But first let us take care that we avoid a danger.
And what is that ? I said.
The danger of becoming misologists, he replied, which is one of the very worst things that can happen to us. For as there are misanthropists or haters of men, there are also misologists or haters of ideas, and both spring from the same cause, which is ignorance of the world. Misanthropy arises from the too great confidence of inexperience ; you trust a man and think him altogether true and good and faithful, and then in a little while he turns out to be false and knavish ; and then another and another, and when this has happened several times to a man, especially within the circle of his most trusted friends, as he deems them, and he has often quarreled with them, he at last hates all men, and believes that no one has any good in him at all. I dare say that you must have observed this.
Yes, I said.
And is not this discreditable ? The reason is that a man, having to deal with other men, has no knowledge of them ; for if he had knowledge he would have known the true state of the case, that few are the good and few the evil, and that the great majority are in the interval between them.
How do you mean ? I said.
I mean, he replied, as you might say of the very large and very small, that nothing is more uncommon than a very large or a very small man ; and this applies generally to all extremes, whether of great and small, or swift and slow, or fair and foul, or black and white : and whether the instances you select be men or dogs or anything else, few are the extremes, but many are in the mean between them. Did you never observe this ?
Yes, I said, I have.
And do you not imagine, he said, that if there were a competition of evil, the first in evil would be found to be very few ?

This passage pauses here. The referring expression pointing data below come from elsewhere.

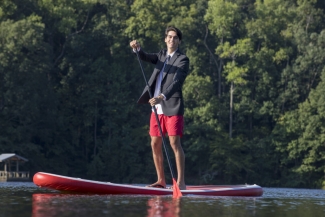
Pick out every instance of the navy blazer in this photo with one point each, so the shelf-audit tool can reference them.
(174, 76)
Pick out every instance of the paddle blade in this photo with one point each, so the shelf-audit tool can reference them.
(176, 191)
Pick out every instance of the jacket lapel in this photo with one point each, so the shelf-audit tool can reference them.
(170, 63)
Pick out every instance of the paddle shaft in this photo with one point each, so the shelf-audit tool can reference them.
(157, 119)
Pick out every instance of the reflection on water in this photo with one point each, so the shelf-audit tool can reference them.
(158, 207)
(45, 205)
(25, 199)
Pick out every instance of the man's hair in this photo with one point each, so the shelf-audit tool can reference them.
(172, 28)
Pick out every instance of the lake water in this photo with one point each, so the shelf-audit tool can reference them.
(25, 199)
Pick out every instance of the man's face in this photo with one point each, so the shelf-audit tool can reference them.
(172, 40)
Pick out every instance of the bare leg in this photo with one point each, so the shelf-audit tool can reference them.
(158, 158)
(175, 142)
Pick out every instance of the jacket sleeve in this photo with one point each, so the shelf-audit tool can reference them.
(179, 77)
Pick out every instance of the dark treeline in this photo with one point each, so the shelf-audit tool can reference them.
(255, 95)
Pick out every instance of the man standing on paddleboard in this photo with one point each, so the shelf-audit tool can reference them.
(166, 81)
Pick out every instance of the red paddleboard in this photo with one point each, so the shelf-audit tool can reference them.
(84, 186)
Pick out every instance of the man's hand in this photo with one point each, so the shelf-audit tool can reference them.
(134, 44)
(156, 100)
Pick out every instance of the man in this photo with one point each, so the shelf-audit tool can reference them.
(166, 81)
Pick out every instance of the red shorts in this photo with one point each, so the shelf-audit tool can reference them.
(172, 125)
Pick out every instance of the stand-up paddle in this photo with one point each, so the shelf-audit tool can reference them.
(176, 191)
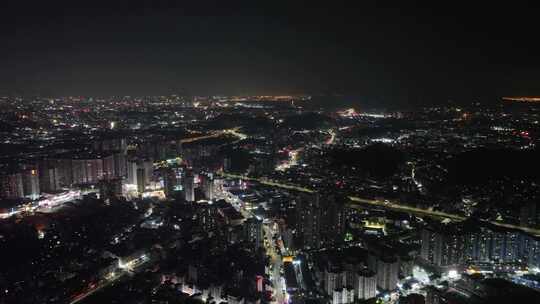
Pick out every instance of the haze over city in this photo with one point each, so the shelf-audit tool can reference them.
(269, 153)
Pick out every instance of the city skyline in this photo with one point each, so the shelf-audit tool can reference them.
(406, 54)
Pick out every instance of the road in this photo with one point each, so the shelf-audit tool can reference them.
(354, 200)
(120, 271)
(276, 262)
(215, 134)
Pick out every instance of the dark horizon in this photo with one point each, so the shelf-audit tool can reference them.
(408, 55)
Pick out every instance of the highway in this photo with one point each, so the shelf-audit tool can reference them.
(276, 263)
(215, 134)
(120, 271)
(391, 205)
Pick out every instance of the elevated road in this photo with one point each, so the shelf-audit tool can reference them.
(390, 205)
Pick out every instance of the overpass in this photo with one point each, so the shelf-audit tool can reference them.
(357, 202)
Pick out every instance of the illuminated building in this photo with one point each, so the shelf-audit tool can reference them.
(387, 273)
(49, 178)
(11, 186)
(141, 180)
(31, 183)
(309, 220)
(208, 187)
(189, 187)
(254, 231)
(365, 285)
(527, 215)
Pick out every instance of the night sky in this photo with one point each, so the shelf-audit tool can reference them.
(383, 52)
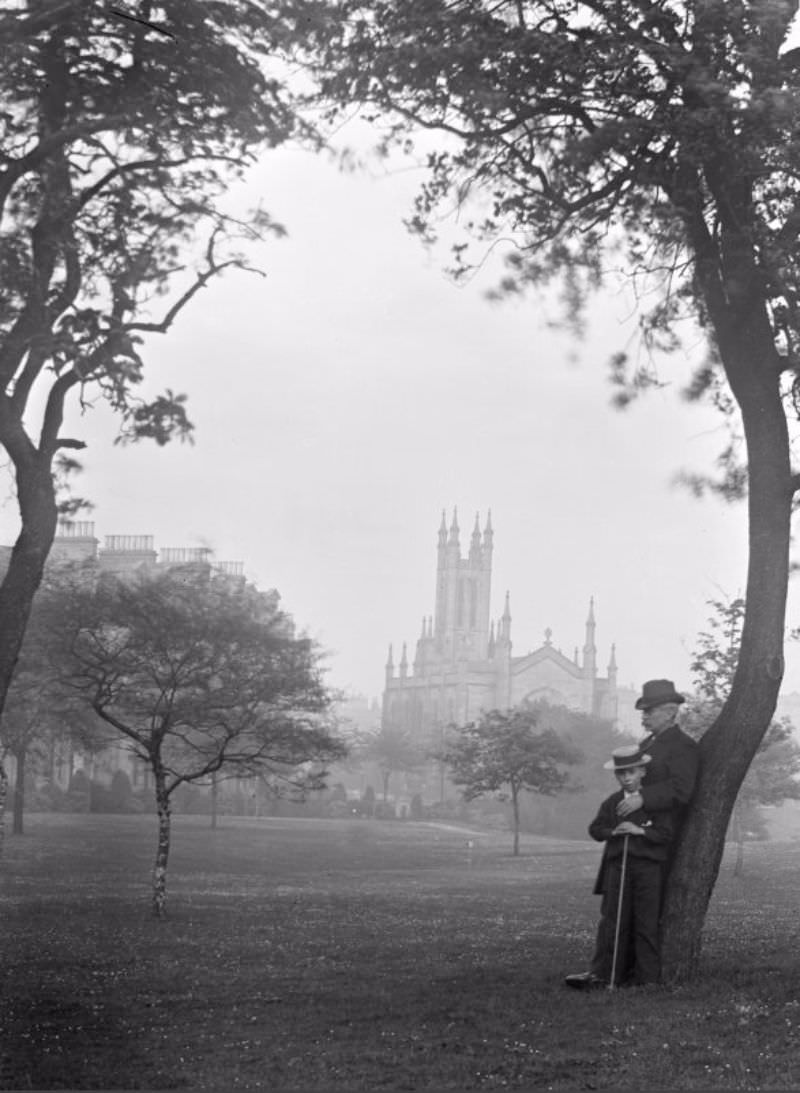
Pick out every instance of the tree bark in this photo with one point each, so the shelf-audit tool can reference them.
(20, 756)
(162, 853)
(214, 800)
(39, 518)
(3, 795)
(727, 749)
(515, 813)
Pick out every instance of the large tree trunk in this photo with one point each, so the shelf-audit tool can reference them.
(727, 749)
(39, 518)
(162, 853)
(20, 756)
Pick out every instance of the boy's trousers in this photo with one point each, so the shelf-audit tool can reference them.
(638, 960)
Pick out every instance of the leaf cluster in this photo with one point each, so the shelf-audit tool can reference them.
(508, 749)
(198, 672)
(121, 130)
(657, 142)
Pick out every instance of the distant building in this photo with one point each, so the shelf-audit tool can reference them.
(121, 554)
(463, 663)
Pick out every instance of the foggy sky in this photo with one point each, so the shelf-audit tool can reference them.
(349, 397)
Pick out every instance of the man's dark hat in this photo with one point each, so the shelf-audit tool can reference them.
(658, 693)
(623, 759)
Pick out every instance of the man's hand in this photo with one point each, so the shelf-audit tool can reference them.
(628, 804)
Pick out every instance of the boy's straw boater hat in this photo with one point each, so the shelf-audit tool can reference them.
(623, 759)
(658, 693)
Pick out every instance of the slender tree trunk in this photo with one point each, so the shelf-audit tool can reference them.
(727, 749)
(162, 854)
(515, 814)
(16, 826)
(214, 800)
(738, 832)
(3, 795)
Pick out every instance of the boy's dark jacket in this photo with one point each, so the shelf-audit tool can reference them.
(659, 829)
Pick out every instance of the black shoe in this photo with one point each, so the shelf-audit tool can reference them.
(585, 980)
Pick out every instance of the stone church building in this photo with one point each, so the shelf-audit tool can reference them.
(463, 662)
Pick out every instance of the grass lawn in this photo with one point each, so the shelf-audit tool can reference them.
(357, 955)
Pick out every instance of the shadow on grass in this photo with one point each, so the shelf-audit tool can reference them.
(348, 955)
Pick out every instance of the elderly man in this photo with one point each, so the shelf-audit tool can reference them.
(672, 771)
(667, 786)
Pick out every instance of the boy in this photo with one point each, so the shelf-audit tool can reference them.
(648, 836)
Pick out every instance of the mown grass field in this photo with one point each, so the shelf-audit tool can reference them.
(359, 955)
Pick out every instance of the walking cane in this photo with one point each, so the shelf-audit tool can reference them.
(619, 914)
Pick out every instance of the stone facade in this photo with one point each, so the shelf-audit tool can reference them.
(463, 661)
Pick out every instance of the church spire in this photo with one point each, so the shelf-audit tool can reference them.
(443, 531)
(505, 626)
(612, 665)
(453, 541)
(475, 541)
(589, 647)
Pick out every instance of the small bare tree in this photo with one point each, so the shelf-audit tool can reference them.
(198, 673)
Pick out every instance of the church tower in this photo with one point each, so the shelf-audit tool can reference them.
(463, 588)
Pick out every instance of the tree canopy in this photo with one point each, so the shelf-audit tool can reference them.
(121, 131)
(502, 752)
(197, 674)
(658, 141)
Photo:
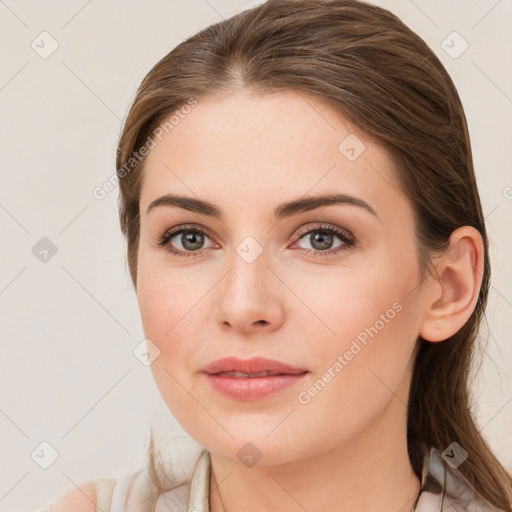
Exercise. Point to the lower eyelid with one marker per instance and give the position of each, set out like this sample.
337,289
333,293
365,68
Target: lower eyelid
348,241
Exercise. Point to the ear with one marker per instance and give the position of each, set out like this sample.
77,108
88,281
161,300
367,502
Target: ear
454,295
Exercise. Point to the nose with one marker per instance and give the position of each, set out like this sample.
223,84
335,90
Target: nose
250,297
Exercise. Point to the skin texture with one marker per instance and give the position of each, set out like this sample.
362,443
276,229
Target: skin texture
345,449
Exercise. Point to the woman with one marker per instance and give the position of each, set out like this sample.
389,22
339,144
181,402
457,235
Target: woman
306,241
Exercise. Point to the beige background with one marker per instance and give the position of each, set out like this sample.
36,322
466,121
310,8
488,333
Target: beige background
69,325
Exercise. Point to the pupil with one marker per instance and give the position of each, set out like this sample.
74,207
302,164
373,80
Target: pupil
324,239
193,238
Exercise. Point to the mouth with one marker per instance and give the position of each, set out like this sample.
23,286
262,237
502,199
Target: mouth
255,367
241,375
252,379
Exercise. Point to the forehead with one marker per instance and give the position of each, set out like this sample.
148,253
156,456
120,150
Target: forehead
264,148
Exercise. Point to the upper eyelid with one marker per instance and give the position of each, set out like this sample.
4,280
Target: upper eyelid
302,230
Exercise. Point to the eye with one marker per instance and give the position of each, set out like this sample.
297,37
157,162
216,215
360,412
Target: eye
322,237
190,238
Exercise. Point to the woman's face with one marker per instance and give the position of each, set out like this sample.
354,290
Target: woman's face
247,283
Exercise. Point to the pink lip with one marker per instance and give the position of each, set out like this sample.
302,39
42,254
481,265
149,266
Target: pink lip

Yes, that is very likely, I said.
Yes, that is very likely, he replied ; not that in this respect arguments are like men — there I was led on by you to say more than I had intended ; but the point of comparison was that when a simple man who has no skill in dialectics believes an argument to be true which he afterwards imagines to be false, whether really false or not, and then another and another, he has no longer any faith left, and great disputers, as you know, come to think, at last that they have grown to be the wisest of mankind ; for they alone perceive the utter unsoundness and instability of all arguments, or, indeed, of all things, which, like the currents in the Euripus, are going up and down in never-ceasing ebb and flow.
That is quite true, I said.
Yes, Phaedo, he replied, and very melancholy too, if there be such a thing as truth or certainty or power of knowing at all, that a man should have lighted upon some argument or other which at first seemed true and then turned out to be false, and instead of blaming himself and his own want of wit, because he is annoyed, should at last be too glad to transfer the blame from himself to arguments in general ; and forever afterwards should hate and revile them, and lose the truth and knowledge of existence.
Yes, indeed, I said ; that is very melancholy.
Let us, then, in the first place, he said, be careful of admitting into our souls the notion that there is no truth or health or soundness in any arguments at all ; but let us rather say that there is as yet no health in us, and that we must quit ourselves like men and do our best to gain health — you and all other men with a view to the whole of your future life, and I myself with a view to death. For at this moment I am sensible that I have not the temper of a philosopher ; like the vulgar, I am only a partisan. For the partisan, when he is engaged in a dispute, cares nothing about the rights of the question, but is anxious only to convince his hearers of his own assertions. And the difference between him and me at the present moment is only this — that whereas he seeks to convince his hearers that what he says is true, I am rather seeking to convince myself ; to convince my hearers is a secondary matter with me. And do but see how much I gain by this. For if what I say is true, then I do well to be persuaded of the truth, but if there be nothing after death, still, during the short time that remains, I shall save my friends from lamentations, and my ignorance will not last, and therefore no harm will be done. This is the state of mind, Simmias and Cebes, in which I approach the argument. And I would ask you to be thinking of the truth and not of Socrates : agree with me, if I seem to you to be speaking the truth ; or if not, withstand me might and main, that I may not deceive you as well as myself in my enthusiasm, and, like the bee, leave my sting in you before I die.
And now let us proceed, he said. And first of all let me be sure that I have in my mind what you were saying. Simmias, if I remember rightly, has fears and misgivings whether the soul, being in the form of harmony, although a fairer and diviner thing than the body, may not perish first. On the other hand, Cebes appeared to grant that the soul was more lasting than the body, but he said that no one could know whether the soul, after having worn out many bodies, might not perish herself and leave her last body behind her ; and that this is death, which is the destruction not of the body but of the soul, for in the body the work of destruction is ever going on. Are not these, Simmias and Cebes, the points which we have to consider ?
They both agreed to this statement of them.
He proceeded : And did you deny the force of the whole preceding argument, or of a part only ?
Of a part only, they replied.
And what did you think, he said, of that part of the argument in which we said that knowledge was recollection only, and inferred from this that the soul must have previously existed somewhere else before she was enclosed in the body ? Cebes said that he had been wonderfully impressed by that part of the argument, and that his conviction remained unshaken. Simmias agreed, and added that he himself could hardly imagine the possibility of his ever thinking differently about that.